2、VIPER28的基本结构和引脚功能VIPER28主要由高性能低压PWM控制器和带电流感测的高压MOSFET两个部分组成，芯片电路组成如图1所示。

VIPER28的控制器电路包含带频率颤抖特性的振荡器、带软启动特征的启动电路、PWM逻辑、带可调设定点的电流限制电路、第二过电流保护电路、突发模式管理电路、额外电源管理（EPT）电路、欠电压锁定（UVLO）电路、自动重新启动电路和热保护电路等。

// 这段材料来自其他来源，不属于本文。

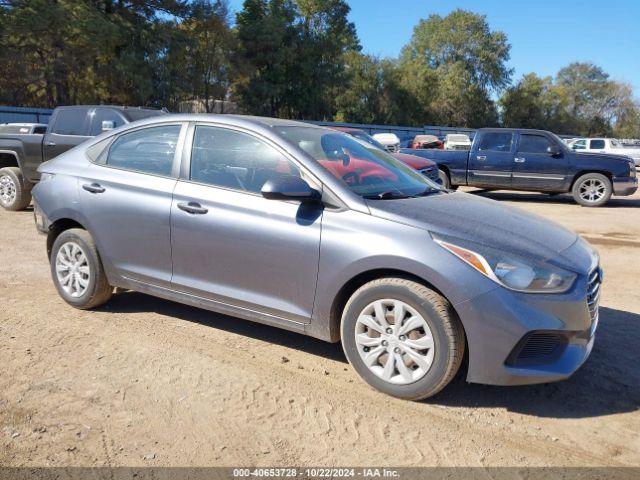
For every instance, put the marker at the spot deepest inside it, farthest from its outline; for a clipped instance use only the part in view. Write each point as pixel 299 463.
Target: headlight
pixel 508 270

栅极驱动器驱动一个BV DSS≥800V、RDS（on）=7Ω（在25℃时）的N沟道功率MOSFET。

这种集成MOSFET由于带有各种无损耗电流感测特性，故被称为“SenseFET”。

VIPER28采用7引脚双列直插式（DIP）封装，外形与引脚排列如图2所示。

VIPER28的各个引脚功能见表1。

3、主要性能与特点VIPER28的主要性能与特点有：（1）集低压PWM控制器与800V的SenseFET与同一芯片上，仅需外加少量元件，即可构建高性能的宽范围AC输入的反激式离线转换器。